Happy “Good Day” to all of you!

Donna

Tuesday, May 5, 2015

Today is the Day . . . The Tree Will Be Bare.


Over the last few days, I fear that I have started to resemble this guy:


And while he seems content with his look, I have decided to go a little more for this look:



Today is the day I will have my head shaved. I will not bother with posting pictures, since I’m sure I’ll look just like Demi. ;-) 

This is going to be a tough day, but I am ready . . . as much as I can be. 

Fighting on,
Donna


Friday, May 1, 2015

Like Watching Leaves Fall

It’s been 14 days since my first treatment, and sadly, my focus has turned to one of vanity. Like watching the first leaves start to fall in early autumn, I’m watching individual hairs fall out each time I run my fingers through, comb, or blow-dry my hair.

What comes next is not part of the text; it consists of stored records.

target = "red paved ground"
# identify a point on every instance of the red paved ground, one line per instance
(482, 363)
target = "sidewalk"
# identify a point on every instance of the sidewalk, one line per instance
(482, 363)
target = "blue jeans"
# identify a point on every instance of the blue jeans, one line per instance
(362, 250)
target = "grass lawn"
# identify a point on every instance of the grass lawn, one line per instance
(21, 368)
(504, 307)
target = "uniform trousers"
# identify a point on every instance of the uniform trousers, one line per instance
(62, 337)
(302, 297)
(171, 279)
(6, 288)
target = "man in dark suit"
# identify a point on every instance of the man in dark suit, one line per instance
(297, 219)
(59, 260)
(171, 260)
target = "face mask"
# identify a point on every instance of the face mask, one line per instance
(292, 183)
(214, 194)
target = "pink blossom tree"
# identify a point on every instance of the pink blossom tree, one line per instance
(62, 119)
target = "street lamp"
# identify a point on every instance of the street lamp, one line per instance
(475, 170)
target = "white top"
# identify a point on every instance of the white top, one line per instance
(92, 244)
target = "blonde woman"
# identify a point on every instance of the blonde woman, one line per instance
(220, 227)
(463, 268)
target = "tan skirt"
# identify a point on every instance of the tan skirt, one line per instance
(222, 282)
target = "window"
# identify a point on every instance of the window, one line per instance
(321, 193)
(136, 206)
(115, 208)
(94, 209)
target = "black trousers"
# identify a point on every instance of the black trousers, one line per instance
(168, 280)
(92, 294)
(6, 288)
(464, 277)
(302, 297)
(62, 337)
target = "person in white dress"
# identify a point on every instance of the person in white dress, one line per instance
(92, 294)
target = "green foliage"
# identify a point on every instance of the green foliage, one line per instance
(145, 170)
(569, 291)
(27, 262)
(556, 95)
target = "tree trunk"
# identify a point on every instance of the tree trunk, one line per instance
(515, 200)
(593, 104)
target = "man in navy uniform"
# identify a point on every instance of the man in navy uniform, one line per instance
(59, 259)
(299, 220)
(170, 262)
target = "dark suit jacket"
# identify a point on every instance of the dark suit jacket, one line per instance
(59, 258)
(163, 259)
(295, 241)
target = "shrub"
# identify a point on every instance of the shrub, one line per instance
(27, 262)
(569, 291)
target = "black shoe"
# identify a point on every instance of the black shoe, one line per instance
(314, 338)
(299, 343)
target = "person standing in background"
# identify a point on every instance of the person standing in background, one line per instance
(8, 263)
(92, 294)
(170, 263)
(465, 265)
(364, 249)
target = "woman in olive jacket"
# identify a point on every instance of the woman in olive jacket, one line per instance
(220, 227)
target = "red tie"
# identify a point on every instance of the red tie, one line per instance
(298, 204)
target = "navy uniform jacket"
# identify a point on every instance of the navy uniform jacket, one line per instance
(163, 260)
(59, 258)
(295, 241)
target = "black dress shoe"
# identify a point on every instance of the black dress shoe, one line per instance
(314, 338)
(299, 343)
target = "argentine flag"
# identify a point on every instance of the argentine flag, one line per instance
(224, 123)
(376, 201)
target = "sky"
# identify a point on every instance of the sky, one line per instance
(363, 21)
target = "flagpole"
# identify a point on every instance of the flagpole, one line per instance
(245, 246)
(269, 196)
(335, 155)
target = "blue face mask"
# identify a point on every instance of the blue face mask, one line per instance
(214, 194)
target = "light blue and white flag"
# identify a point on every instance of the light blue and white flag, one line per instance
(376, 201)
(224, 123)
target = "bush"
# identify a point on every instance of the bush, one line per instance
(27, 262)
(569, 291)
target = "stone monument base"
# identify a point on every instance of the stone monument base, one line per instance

This morning, I experienced the first “breeze” as far more hair came out in my comb and had to be cleared from the shower drain. And to amplify it, the sun shines through our bathroom window like a spotlight right at the 15-minute timeframe in the morning when I fix my hair. This morning, I watched one after another fall almost in a steady rhythm.

As I said, I realize this is vanity. Losing my hair is not nearly as big of a deal as just getting well. Still it’s a part of the process that, from what I read, most people dread the most. I’m feeling that now. So far, no huge clumps have come out so I don’t look that different, but the pace is picking up, and I imagine the breezes will grow stronger very quickly until all that is left are the stubborn stragglers that refuse to let go.

At some point, I will grow weary of seeing those tiny little parts of who I am fall to the ground so submissively . . . and then I will shave my head, like many choose to do. I can’t even imagine actually doing that, but there will come a point, where I know that will be a relief . . . it will finally be done.

Then, I can start a fresh season! I have prepared with a cap for around the house and two wigs for when YOU see me. I warn you, they look very different from what my normal hair looks like. I decided to buy the hair I always WISHED I had, rather than try to match my own hair. I mean, since I can actually choose my hair, why not pretend I’m a movie star? So, while I may look ridiculous, I’m planning to rock those wigs! We’ve already determined that my family will know my mood by which wig I choose for the day, and Eric has warned the kids to watch out when Mommy’s a redhead! :-)

I will choose to make the best of it, because really, what else can I do. But, I am human and much of how women feel about themselves has to do with their hair. As with many cancer patients, that part of me is being stripped away, and I will be exposed before my family and those I choose to show . . . and me. Of all of those, I know I will be the one who will look at myself with the harshest eyes. My vanity will be a tough opponent, as I finally start to look sick.

You see, I cannot count the number of times I’ve heard people tell me how good I look (expecting me to look different than my normal) or that I don’t look sick. I’ve taken comfort in that and have really lived in a bit of denial of my cancer because of that. Once my hair is gone, there will be no more denying it to myself. I will look sick.

I think this will be a time of growth and self-pity and figuring out where my security lies. I am not at all sure that I’m going to be as brave and self-assured as I’d like, but I am thankful that my identity is secure. God doesn’t look at the outside. He looks on the heart. My heart is His, and I am secure in His love no matter what I look like or feel about how I look.

Still, I may decide to get a tattoo, because bald women with tattoos just look tough, you know?